Recovering a corrupted email mbox with 10.4

A friend asked me to help him rescue 14,000 email messages that wouldn’t import from 10.3 to 10.4. The mbox containing the files was 1.46GB, but more disturbingly, had some sort of error where the system couldn’t figure out how big the file was. BBEdit, TextWrangler, and a few other apps (I think I tried TextMate and SubEthaEdit too, but I can’t remember for sure). I gave up on Pico and vi after about 10 minutes each, not that I’m particularly adept with Pico or know much of anything about vi. The standard Mac apps were returning MacOS Error code: -116 which is a size check storage allocation error where the system can’t determine how big the file is. As a result of that, Mail seemed unable to import the mbox. Once it imported 800 of 14,000, another time only 45 from the same mbox. That would sort of make sense if couldn’t tell where the file began or ended. I don’t know what causes this, but I was able to successfully duplicate the file and work with it from two other drives and another computer, so I wasn’t worried about Maxtor-style creeping disk failure.

I tried a few basic unix commands on the file and unlike the text editors, these worked. Head displays n characters/lines/bytes from the beginning of a file, tail does the same thing with the end of a file. Using these, I was able to verify the dates of the first and last email messages we were trying to recover.

Mbox files are just enormous text files. Working with text files is one of those things Unix (and thus MacOS X) shines at.

Mail’s mbox importer seems to recognize any text file where the first line starts with “From “. Based on this posting on MacOSXHints, I had the clue I needed to fix the problem. The solution was simple, though a bit tedious.

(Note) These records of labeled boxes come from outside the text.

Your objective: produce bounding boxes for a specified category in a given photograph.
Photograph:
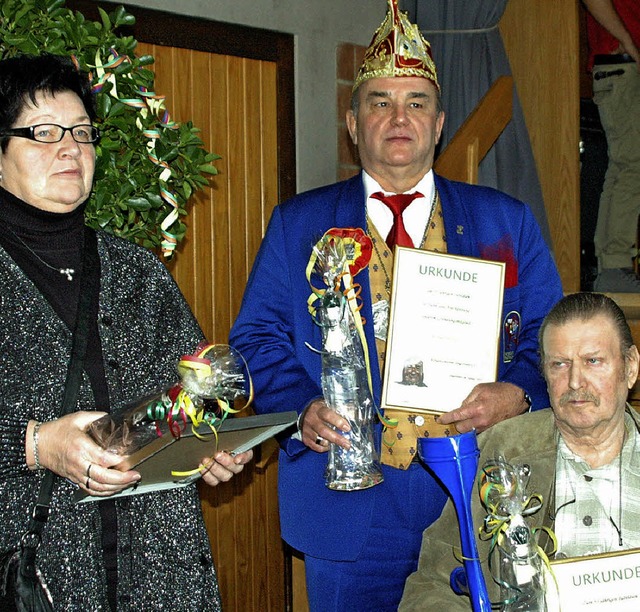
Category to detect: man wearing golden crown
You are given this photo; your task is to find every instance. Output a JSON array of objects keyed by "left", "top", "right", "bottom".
[{"left": 230, "top": 0, "right": 562, "bottom": 612}]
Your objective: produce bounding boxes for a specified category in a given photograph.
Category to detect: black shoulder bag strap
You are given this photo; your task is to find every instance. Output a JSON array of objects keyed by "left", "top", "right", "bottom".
[{"left": 21, "top": 227, "right": 100, "bottom": 572}]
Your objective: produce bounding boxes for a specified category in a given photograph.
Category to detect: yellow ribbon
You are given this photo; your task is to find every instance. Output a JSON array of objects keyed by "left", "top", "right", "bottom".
[{"left": 171, "top": 344, "right": 254, "bottom": 478}]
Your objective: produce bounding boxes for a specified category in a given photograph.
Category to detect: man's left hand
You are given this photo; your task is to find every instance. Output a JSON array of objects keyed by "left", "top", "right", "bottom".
[
  {"left": 438, "top": 382, "right": 529, "bottom": 433},
  {"left": 202, "top": 450, "right": 253, "bottom": 487}
]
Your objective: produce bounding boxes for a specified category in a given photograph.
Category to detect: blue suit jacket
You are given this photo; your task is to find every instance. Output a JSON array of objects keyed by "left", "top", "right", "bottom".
[{"left": 230, "top": 171, "right": 562, "bottom": 560}]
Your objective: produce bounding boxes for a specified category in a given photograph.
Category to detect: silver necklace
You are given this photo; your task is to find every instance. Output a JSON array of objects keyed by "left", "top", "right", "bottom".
[
  {"left": 367, "top": 185, "right": 438, "bottom": 295},
  {"left": 7, "top": 227, "right": 76, "bottom": 282}
]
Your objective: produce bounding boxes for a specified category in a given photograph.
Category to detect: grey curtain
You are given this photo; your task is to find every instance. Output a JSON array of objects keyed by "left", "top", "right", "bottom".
[{"left": 399, "top": 0, "right": 552, "bottom": 248}]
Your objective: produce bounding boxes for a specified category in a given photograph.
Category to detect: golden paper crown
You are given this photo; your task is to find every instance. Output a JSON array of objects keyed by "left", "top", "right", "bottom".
[{"left": 353, "top": 0, "right": 440, "bottom": 91}]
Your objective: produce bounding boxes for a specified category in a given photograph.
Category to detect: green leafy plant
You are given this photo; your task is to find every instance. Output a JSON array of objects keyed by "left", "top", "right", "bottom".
[{"left": 0, "top": 0, "right": 219, "bottom": 257}]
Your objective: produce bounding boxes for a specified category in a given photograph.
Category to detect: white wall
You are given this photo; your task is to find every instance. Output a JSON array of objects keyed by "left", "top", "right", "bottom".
[{"left": 102, "top": 0, "right": 387, "bottom": 191}]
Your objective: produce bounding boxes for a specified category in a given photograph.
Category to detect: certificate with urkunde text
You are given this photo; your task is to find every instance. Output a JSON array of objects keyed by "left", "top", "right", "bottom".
[
  {"left": 382, "top": 247, "right": 505, "bottom": 413},
  {"left": 546, "top": 548, "right": 640, "bottom": 612}
]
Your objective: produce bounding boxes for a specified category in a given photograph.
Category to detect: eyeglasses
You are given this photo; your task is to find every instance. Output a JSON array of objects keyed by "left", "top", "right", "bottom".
[{"left": 0, "top": 123, "right": 100, "bottom": 144}]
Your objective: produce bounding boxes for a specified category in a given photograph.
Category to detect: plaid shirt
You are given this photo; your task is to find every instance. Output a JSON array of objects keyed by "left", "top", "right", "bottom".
[{"left": 554, "top": 415, "right": 640, "bottom": 557}]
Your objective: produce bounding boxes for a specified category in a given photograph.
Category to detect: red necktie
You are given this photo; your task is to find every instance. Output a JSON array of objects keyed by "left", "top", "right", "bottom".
[{"left": 371, "top": 191, "right": 424, "bottom": 250}]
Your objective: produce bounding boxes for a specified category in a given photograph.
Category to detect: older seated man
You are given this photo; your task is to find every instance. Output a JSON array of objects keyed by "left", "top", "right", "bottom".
[{"left": 400, "top": 293, "right": 640, "bottom": 610}]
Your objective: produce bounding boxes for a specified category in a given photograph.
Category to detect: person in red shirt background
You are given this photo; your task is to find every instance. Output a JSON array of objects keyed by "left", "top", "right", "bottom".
[{"left": 583, "top": 0, "right": 640, "bottom": 292}]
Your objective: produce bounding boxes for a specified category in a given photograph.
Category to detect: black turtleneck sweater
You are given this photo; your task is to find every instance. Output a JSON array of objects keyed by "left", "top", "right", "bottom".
[
  {"left": 0, "top": 187, "right": 109, "bottom": 411},
  {"left": 0, "top": 187, "right": 117, "bottom": 610}
]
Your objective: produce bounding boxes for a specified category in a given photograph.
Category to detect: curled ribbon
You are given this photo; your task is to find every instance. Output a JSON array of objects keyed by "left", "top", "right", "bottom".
[
  {"left": 167, "top": 344, "right": 254, "bottom": 478},
  {"left": 478, "top": 458, "right": 557, "bottom": 606}
]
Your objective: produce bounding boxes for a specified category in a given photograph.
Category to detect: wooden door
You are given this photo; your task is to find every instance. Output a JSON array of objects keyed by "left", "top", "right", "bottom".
[{"left": 139, "top": 44, "right": 285, "bottom": 611}]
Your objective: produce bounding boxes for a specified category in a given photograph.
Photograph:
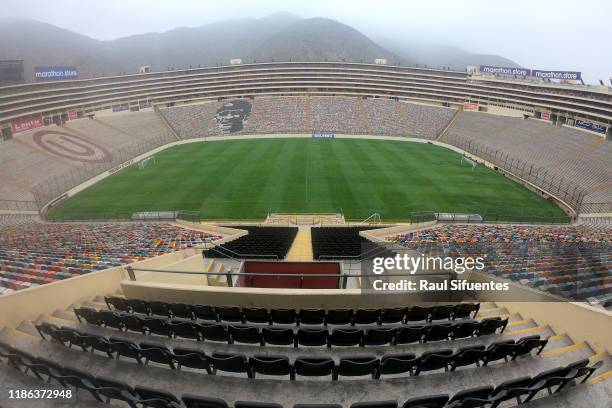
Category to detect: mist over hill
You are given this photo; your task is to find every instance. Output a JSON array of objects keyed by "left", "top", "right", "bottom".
[{"left": 0, "top": 13, "right": 518, "bottom": 81}]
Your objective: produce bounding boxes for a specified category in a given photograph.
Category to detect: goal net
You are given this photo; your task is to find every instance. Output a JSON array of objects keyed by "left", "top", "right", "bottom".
[{"left": 461, "top": 156, "right": 478, "bottom": 170}]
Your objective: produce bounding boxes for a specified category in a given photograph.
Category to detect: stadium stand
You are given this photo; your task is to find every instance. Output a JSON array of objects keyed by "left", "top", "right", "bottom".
[
  {"left": 203, "top": 225, "right": 298, "bottom": 259},
  {"left": 0, "top": 220, "right": 219, "bottom": 293},
  {"left": 392, "top": 225, "right": 612, "bottom": 305},
  {"left": 441, "top": 112, "right": 612, "bottom": 203},
  {"left": 0, "top": 111, "right": 173, "bottom": 200}
]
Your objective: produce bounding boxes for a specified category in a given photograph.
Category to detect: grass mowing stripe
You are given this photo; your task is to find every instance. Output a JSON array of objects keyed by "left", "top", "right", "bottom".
[{"left": 50, "top": 138, "right": 565, "bottom": 220}]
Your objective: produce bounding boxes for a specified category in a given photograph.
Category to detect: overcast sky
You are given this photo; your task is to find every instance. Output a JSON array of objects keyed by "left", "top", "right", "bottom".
[{"left": 0, "top": 0, "right": 612, "bottom": 84}]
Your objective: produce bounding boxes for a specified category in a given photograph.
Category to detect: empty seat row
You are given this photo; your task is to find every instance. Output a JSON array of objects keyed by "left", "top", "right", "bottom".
[
  {"left": 74, "top": 307, "right": 508, "bottom": 347},
  {"left": 36, "top": 323, "right": 548, "bottom": 380},
  {"left": 0, "top": 344, "right": 603, "bottom": 408},
  {"left": 104, "top": 296, "right": 480, "bottom": 325}
]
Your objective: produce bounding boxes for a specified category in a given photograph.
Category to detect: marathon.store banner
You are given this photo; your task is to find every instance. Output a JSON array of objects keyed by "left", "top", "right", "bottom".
[
  {"left": 34, "top": 67, "right": 79, "bottom": 81},
  {"left": 574, "top": 119, "right": 607, "bottom": 135},
  {"left": 11, "top": 115, "right": 45, "bottom": 133},
  {"left": 479, "top": 65, "right": 582, "bottom": 81}
]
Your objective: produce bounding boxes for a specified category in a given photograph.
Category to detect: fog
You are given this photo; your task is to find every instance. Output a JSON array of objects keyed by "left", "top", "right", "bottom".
[{"left": 2, "top": 0, "right": 612, "bottom": 84}]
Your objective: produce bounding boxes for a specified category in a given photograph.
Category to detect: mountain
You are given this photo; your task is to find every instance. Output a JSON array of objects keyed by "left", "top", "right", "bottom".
[
  {"left": 377, "top": 38, "right": 520, "bottom": 71},
  {"left": 0, "top": 13, "right": 518, "bottom": 81},
  {"left": 247, "top": 18, "right": 406, "bottom": 64}
]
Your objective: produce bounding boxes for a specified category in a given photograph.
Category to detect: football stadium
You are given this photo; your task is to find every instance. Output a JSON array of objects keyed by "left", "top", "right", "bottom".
[{"left": 0, "top": 7, "right": 612, "bottom": 408}]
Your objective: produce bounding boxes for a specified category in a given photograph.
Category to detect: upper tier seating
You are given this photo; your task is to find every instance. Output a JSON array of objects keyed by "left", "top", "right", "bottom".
[
  {"left": 0, "top": 223, "right": 219, "bottom": 293},
  {"left": 392, "top": 225, "right": 612, "bottom": 304},
  {"left": 203, "top": 225, "right": 298, "bottom": 259},
  {"left": 442, "top": 112, "right": 612, "bottom": 203},
  {"left": 0, "top": 111, "right": 173, "bottom": 200},
  {"left": 160, "top": 96, "right": 456, "bottom": 139}
]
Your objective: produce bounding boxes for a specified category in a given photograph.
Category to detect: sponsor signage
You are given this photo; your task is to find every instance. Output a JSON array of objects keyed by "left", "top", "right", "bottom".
[
  {"left": 34, "top": 67, "right": 79, "bottom": 81},
  {"left": 574, "top": 119, "right": 607, "bottom": 134},
  {"left": 11, "top": 115, "right": 45, "bottom": 133},
  {"left": 478, "top": 65, "right": 582, "bottom": 81},
  {"left": 531, "top": 69, "right": 582, "bottom": 81},
  {"left": 480, "top": 65, "right": 531, "bottom": 76}
]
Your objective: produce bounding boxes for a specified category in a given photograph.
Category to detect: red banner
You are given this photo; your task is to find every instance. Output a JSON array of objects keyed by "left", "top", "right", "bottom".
[{"left": 11, "top": 115, "right": 45, "bottom": 133}]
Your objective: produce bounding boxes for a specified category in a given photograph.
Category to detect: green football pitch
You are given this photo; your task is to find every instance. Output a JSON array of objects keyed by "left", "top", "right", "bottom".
[{"left": 48, "top": 138, "right": 565, "bottom": 221}]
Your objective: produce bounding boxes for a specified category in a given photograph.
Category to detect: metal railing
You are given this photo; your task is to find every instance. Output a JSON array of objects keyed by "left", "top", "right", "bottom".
[
  {"left": 0, "top": 200, "right": 38, "bottom": 211},
  {"left": 32, "top": 135, "right": 176, "bottom": 210}
]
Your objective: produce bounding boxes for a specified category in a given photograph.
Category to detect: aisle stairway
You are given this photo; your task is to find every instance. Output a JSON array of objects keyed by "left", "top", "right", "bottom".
[{"left": 0, "top": 297, "right": 612, "bottom": 408}]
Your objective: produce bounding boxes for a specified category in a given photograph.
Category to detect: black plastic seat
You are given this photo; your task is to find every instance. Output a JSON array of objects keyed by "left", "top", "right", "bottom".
[
  {"left": 379, "top": 353, "right": 418, "bottom": 375},
  {"left": 298, "top": 309, "right": 325, "bottom": 325},
  {"left": 140, "top": 343, "right": 174, "bottom": 370},
  {"left": 478, "top": 317, "right": 508, "bottom": 336},
  {"left": 147, "top": 300, "right": 171, "bottom": 317},
  {"left": 108, "top": 337, "right": 141, "bottom": 364},
  {"left": 104, "top": 296, "right": 130, "bottom": 312},
  {"left": 119, "top": 315, "right": 145, "bottom": 334},
  {"left": 209, "top": 353, "right": 253, "bottom": 378},
  {"left": 297, "top": 329, "right": 329, "bottom": 346},
  {"left": 191, "top": 305, "right": 219, "bottom": 322},
  {"left": 451, "top": 322, "right": 480, "bottom": 340},
  {"left": 243, "top": 307, "right": 271, "bottom": 324},
  {"left": 249, "top": 355, "right": 295, "bottom": 380},
  {"left": 423, "top": 324, "right": 453, "bottom": 343},
  {"left": 270, "top": 309, "right": 297, "bottom": 324},
  {"left": 293, "top": 357, "right": 335, "bottom": 377},
  {"left": 380, "top": 307, "right": 407, "bottom": 324},
  {"left": 402, "top": 394, "right": 449, "bottom": 408},
  {"left": 414, "top": 349, "right": 453, "bottom": 375},
  {"left": 234, "top": 401, "right": 283, "bottom": 408},
  {"left": 326, "top": 309, "right": 353, "bottom": 325},
  {"left": 261, "top": 327, "right": 297, "bottom": 346},
  {"left": 395, "top": 326, "right": 424, "bottom": 344},
  {"left": 450, "top": 345, "right": 487, "bottom": 371},
  {"left": 405, "top": 306, "right": 431, "bottom": 322},
  {"left": 333, "top": 356, "right": 380, "bottom": 380},
  {"left": 215, "top": 306, "right": 244, "bottom": 323},
  {"left": 142, "top": 317, "right": 171, "bottom": 337},
  {"left": 172, "top": 347, "right": 212, "bottom": 374},
  {"left": 166, "top": 320, "right": 200, "bottom": 340},
  {"left": 181, "top": 394, "right": 228, "bottom": 408},
  {"left": 483, "top": 339, "right": 516, "bottom": 366},
  {"left": 96, "top": 377, "right": 139, "bottom": 408},
  {"left": 350, "top": 400, "right": 397, "bottom": 408},
  {"left": 429, "top": 305, "right": 455, "bottom": 321},
  {"left": 353, "top": 309, "right": 380, "bottom": 325},
  {"left": 134, "top": 386, "right": 183, "bottom": 408},
  {"left": 125, "top": 299, "right": 150, "bottom": 315},
  {"left": 98, "top": 310, "right": 123, "bottom": 330},
  {"left": 228, "top": 325, "right": 264, "bottom": 346},
  {"left": 448, "top": 385, "right": 493, "bottom": 408},
  {"left": 200, "top": 324, "right": 230, "bottom": 343},
  {"left": 363, "top": 327, "right": 397, "bottom": 346},
  {"left": 452, "top": 303, "right": 480, "bottom": 320},
  {"left": 81, "top": 334, "right": 115, "bottom": 358},
  {"left": 327, "top": 328, "right": 363, "bottom": 347},
  {"left": 74, "top": 307, "right": 100, "bottom": 326},
  {"left": 168, "top": 303, "right": 195, "bottom": 320}
]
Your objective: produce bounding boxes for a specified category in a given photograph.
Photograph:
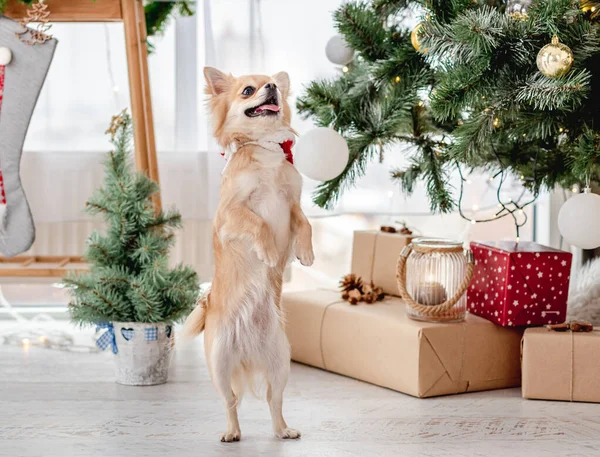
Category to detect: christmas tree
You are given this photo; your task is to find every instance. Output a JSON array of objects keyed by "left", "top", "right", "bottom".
[
  {"left": 64, "top": 112, "right": 199, "bottom": 323},
  {"left": 297, "top": 0, "right": 600, "bottom": 218}
]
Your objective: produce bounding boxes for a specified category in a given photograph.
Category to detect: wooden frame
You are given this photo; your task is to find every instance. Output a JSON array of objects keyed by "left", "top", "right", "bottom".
[{"left": 0, "top": 0, "right": 161, "bottom": 277}]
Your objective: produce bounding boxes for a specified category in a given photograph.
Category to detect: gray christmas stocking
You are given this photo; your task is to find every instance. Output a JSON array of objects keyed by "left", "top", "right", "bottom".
[{"left": 0, "top": 14, "right": 56, "bottom": 257}]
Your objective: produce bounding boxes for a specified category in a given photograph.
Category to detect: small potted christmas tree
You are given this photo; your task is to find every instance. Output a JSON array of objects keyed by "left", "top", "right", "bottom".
[{"left": 64, "top": 112, "right": 199, "bottom": 385}]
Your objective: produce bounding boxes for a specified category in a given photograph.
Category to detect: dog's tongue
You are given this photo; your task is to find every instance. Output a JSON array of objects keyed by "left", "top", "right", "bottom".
[{"left": 256, "top": 105, "right": 279, "bottom": 113}]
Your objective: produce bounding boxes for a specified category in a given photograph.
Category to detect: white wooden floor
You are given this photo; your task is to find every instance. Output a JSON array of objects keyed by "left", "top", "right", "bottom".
[{"left": 0, "top": 322, "right": 600, "bottom": 457}]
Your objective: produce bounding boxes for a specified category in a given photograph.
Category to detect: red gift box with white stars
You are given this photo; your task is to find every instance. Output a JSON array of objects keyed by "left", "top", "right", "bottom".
[{"left": 467, "top": 241, "right": 573, "bottom": 327}]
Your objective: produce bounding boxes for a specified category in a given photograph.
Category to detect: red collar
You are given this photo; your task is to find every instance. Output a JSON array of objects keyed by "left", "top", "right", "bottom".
[
  {"left": 279, "top": 140, "right": 294, "bottom": 165},
  {"left": 221, "top": 140, "right": 294, "bottom": 165}
]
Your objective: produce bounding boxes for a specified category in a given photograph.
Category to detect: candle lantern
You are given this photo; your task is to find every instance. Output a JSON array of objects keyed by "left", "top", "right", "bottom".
[{"left": 397, "top": 238, "right": 473, "bottom": 322}]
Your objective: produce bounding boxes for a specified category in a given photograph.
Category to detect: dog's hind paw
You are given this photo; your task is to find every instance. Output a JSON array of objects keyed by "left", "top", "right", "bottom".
[
  {"left": 255, "top": 242, "right": 279, "bottom": 268},
  {"left": 275, "top": 428, "right": 301, "bottom": 440},
  {"left": 221, "top": 431, "right": 242, "bottom": 443}
]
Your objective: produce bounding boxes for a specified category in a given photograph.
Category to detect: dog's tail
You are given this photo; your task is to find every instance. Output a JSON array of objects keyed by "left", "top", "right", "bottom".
[{"left": 177, "top": 293, "right": 210, "bottom": 346}]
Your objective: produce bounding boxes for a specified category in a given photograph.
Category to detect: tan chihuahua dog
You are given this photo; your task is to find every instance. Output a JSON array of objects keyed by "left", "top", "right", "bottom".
[{"left": 182, "top": 67, "right": 314, "bottom": 442}]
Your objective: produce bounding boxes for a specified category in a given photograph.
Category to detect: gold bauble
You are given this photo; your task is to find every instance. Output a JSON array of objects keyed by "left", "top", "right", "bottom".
[
  {"left": 410, "top": 22, "right": 426, "bottom": 53},
  {"left": 536, "top": 36, "right": 573, "bottom": 78}
]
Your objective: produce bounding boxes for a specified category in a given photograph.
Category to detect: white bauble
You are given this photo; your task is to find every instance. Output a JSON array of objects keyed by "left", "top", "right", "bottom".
[
  {"left": 558, "top": 191, "right": 600, "bottom": 249},
  {"left": 0, "top": 46, "right": 12, "bottom": 65},
  {"left": 325, "top": 35, "right": 354, "bottom": 65},
  {"left": 294, "top": 127, "right": 349, "bottom": 181}
]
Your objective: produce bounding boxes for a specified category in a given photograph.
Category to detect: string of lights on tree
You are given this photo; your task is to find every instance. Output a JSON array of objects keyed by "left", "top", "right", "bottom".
[{"left": 297, "top": 0, "right": 600, "bottom": 247}]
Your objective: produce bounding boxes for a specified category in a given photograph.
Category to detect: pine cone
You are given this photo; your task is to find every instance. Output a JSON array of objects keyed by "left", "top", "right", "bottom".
[
  {"left": 340, "top": 273, "right": 363, "bottom": 298},
  {"left": 348, "top": 289, "right": 363, "bottom": 305},
  {"left": 399, "top": 221, "right": 412, "bottom": 235},
  {"left": 373, "top": 287, "right": 385, "bottom": 301}
]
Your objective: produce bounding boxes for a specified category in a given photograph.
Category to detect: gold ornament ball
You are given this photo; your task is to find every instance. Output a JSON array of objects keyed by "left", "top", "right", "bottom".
[
  {"left": 536, "top": 36, "right": 573, "bottom": 78},
  {"left": 410, "top": 22, "right": 426, "bottom": 53}
]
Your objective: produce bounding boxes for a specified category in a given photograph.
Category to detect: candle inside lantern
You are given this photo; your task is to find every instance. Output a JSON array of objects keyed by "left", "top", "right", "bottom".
[{"left": 416, "top": 281, "right": 447, "bottom": 306}]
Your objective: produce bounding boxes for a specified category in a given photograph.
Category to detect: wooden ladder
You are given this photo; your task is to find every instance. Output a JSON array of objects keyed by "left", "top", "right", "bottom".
[{"left": 0, "top": 0, "right": 161, "bottom": 278}]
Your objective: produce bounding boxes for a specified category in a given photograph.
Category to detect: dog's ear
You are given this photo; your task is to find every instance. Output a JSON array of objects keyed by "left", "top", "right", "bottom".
[
  {"left": 204, "top": 67, "right": 231, "bottom": 95},
  {"left": 271, "top": 71, "right": 290, "bottom": 98}
]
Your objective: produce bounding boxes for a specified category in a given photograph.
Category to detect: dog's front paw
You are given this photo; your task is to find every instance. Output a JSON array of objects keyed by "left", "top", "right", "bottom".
[
  {"left": 221, "top": 430, "right": 242, "bottom": 443},
  {"left": 296, "top": 246, "right": 315, "bottom": 267},
  {"left": 275, "top": 427, "right": 301, "bottom": 440},
  {"left": 255, "top": 242, "right": 279, "bottom": 268}
]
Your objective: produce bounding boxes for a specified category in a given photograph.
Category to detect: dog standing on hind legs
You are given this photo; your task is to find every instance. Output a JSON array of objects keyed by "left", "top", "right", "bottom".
[{"left": 181, "top": 67, "right": 314, "bottom": 442}]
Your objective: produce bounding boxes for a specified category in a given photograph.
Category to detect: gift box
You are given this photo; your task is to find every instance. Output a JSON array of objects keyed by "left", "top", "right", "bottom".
[
  {"left": 522, "top": 327, "right": 600, "bottom": 403},
  {"left": 467, "top": 241, "right": 572, "bottom": 327},
  {"left": 282, "top": 290, "right": 522, "bottom": 397},
  {"left": 351, "top": 230, "right": 413, "bottom": 295}
]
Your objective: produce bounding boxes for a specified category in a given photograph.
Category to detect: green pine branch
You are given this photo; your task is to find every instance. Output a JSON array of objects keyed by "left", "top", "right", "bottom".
[{"left": 64, "top": 114, "right": 199, "bottom": 323}]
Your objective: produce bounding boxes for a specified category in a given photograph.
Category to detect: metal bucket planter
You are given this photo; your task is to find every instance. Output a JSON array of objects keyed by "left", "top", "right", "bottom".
[{"left": 113, "top": 322, "right": 173, "bottom": 386}]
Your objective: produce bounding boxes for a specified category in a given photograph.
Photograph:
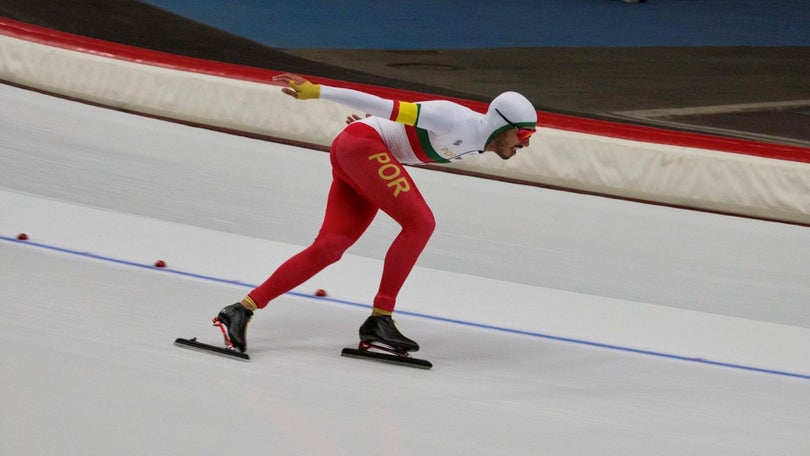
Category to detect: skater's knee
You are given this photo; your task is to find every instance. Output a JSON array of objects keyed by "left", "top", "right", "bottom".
[
  {"left": 403, "top": 210, "right": 436, "bottom": 239},
  {"left": 310, "top": 233, "right": 354, "bottom": 264}
]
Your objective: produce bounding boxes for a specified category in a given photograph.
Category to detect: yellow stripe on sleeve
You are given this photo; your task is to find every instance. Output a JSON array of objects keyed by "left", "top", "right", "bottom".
[{"left": 394, "top": 101, "right": 419, "bottom": 125}]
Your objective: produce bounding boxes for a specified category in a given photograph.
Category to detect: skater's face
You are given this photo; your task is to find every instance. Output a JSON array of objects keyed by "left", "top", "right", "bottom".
[{"left": 487, "top": 128, "right": 531, "bottom": 160}]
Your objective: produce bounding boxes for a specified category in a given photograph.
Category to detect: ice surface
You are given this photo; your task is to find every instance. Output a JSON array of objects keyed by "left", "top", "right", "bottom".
[{"left": 0, "top": 86, "right": 810, "bottom": 455}]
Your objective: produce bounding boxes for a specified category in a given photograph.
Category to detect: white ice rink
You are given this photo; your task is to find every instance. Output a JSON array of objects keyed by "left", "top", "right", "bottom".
[{"left": 0, "top": 85, "right": 810, "bottom": 456}]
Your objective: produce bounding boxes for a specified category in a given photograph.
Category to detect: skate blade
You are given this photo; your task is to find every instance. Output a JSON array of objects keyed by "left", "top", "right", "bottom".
[
  {"left": 174, "top": 337, "right": 250, "bottom": 361},
  {"left": 357, "top": 341, "right": 411, "bottom": 358},
  {"left": 340, "top": 348, "right": 433, "bottom": 369},
  {"left": 211, "top": 317, "right": 236, "bottom": 350}
]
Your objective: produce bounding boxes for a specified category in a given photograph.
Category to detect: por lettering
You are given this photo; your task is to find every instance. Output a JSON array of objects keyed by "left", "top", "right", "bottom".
[{"left": 368, "top": 152, "right": 411, "bottom": 198}]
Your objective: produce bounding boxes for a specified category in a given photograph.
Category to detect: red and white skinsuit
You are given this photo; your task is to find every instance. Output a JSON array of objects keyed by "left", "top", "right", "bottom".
[{"left": 246, "top": 85, "right": 537, "bottom": 314}]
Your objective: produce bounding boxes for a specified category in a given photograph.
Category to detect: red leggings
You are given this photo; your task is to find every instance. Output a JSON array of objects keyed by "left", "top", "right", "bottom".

I split the problem mbox into 8 pieces, using the 200,000,000 byte delimiter from the above hint:

 split -b 200000000 mbox splitmbox

This gave me a bunch of mboxes labeled splitmboxaa through splitmboxah. Choosing Import > Other from, the first splitmbox imported perfectly. While that was importing, I started assembling the rest of the mboxes.

To assemble each subsequent mbox, we needed to find the last message in the previous chunk. Since the files were arbitrarily chopped up by size, the last message was split in half, these needed to be joined back together to import correctly. Because my friend seemed to have a ton of huge attachments, finding the last message was not super easy. I ended up using Tail again, this time sending the last 25,000 lines of each splitmbox to a new file. The command looked like this:

 tail -n25000 splitmboxaa > splitmboxaa-tail

While I could have cobbled together a shell script to find the last line beginning with “From ” in each of these tailed files, I found it much faster to just pop each file open in TextWrangler and search backwards from the end of the file. (Truth be told, I didn’t think to search backwards until I started writing this, instead I clumsily searched from the beginning until I ran out of hits.) Everything before the last message was deleted and the tailed file was saved.

Next I used cat to join the previous tailed file at the front of each mbox chunk. Doing it this way made sure no extra line breaks or other invisible characters would creep in. The command looked something like this:

 cat splitmboxaa-tail splitmboxab > splitmboxab-clean

We then imported one chunk at a time, but it seemed as if would have been just as happy to import several smaller sized chunks at a time.

After a long time importing he had all his mail back.